Would winter fuel allowance cuts see more retirees turn to equity release?
With suggestions to means test the winter fuel allowance proposed by former care minister, Paul Burstow MP, retirees may have to turn to alternative funding such as equity release just to pay their fuel bills.
The cost of energy bills are a constant worry to the majority of households, both young and old. The average household currently pays £1352 a year in energy bills, a 23 per cent increase on January 2011. It is now predicted that nine million homes will enter into fuel poverty within the next three years.

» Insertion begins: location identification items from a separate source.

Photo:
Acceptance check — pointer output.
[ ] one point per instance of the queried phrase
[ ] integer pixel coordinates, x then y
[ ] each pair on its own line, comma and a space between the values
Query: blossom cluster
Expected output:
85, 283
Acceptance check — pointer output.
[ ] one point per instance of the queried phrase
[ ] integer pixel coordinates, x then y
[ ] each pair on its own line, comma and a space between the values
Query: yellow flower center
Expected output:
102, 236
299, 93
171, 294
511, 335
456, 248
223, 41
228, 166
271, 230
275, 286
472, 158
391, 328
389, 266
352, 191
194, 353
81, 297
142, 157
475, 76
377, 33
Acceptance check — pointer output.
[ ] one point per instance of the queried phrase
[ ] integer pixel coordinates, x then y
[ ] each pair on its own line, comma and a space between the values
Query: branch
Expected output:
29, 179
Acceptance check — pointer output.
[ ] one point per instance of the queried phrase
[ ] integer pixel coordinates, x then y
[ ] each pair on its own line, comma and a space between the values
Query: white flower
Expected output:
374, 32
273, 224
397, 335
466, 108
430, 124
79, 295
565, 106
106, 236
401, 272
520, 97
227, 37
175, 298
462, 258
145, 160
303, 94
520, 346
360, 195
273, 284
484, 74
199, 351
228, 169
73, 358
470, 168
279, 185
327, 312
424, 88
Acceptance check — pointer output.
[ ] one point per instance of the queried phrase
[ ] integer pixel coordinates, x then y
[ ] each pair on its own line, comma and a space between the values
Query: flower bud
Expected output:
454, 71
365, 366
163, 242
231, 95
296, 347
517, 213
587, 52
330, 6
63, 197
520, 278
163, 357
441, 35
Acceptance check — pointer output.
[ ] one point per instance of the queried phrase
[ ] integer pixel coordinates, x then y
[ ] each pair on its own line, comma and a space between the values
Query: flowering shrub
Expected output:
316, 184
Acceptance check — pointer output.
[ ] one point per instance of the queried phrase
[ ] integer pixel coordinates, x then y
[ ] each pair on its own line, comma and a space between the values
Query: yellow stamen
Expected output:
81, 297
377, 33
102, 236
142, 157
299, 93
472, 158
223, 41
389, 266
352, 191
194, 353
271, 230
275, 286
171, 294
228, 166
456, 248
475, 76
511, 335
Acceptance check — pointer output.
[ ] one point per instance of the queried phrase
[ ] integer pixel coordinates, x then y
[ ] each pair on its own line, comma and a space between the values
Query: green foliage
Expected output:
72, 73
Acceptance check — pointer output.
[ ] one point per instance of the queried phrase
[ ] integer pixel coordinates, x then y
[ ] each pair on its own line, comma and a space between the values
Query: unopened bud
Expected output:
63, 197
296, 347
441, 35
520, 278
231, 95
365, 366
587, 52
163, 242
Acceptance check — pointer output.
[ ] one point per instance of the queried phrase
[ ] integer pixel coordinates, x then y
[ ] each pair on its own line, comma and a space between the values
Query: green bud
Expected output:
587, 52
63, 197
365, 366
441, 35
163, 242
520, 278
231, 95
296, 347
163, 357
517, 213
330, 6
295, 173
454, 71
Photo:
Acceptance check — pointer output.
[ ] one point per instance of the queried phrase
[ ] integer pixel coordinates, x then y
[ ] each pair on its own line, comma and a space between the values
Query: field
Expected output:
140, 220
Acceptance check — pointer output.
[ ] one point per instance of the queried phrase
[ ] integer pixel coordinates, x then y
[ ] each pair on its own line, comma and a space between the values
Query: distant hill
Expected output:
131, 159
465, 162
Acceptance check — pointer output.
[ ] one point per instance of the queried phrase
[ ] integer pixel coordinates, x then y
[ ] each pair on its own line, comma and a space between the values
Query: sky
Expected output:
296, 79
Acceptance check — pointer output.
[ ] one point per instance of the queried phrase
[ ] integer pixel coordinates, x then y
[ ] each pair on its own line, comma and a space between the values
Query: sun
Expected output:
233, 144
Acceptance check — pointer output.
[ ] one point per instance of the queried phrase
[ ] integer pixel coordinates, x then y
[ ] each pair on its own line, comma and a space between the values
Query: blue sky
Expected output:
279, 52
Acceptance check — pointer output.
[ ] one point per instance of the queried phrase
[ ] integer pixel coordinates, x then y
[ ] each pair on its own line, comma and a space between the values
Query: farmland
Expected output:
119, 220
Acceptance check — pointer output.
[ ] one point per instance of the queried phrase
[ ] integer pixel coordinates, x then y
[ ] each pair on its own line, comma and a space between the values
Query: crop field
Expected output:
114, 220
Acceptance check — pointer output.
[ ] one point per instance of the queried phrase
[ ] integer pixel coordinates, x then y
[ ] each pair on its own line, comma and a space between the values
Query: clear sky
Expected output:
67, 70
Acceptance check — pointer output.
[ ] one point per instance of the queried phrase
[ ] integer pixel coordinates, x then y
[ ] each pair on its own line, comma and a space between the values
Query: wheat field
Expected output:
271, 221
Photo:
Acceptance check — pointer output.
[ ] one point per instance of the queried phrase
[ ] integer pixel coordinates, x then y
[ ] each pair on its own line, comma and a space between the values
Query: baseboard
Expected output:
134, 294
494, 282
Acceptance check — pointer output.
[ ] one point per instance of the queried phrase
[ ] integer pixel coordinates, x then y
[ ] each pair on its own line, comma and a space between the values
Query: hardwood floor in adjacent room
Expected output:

In direct contrast to energy bills, pension annuity rates have continued in the opposite direction; the average income from a £100,000 pension pot is now £4920, down from £11,380 in January 1995 and £7000 in January 2008.
This would mean, without a winter fuel allowance, an average retired couple could be using nearly 14 per cent of their income on energy bills alone.
Equity releaseM allows a homeowner to release funds from their home whilst retaining the right to live there. Over the past few years, as annuity rates declined and savings depleted, the number of people turning to equity release has risen dramatically; it is expected that the total funds released in 2012 will surpass £1bn, up £40.4m on the previous year.
At present, home improvements, repaying debts and taking holidays are the three top reasons behind equity release. However with energy bills and annuity rates continuing to head in completely opposite directions, it is increasingly likely that equity release may be needed to simply fund our basic standards of living.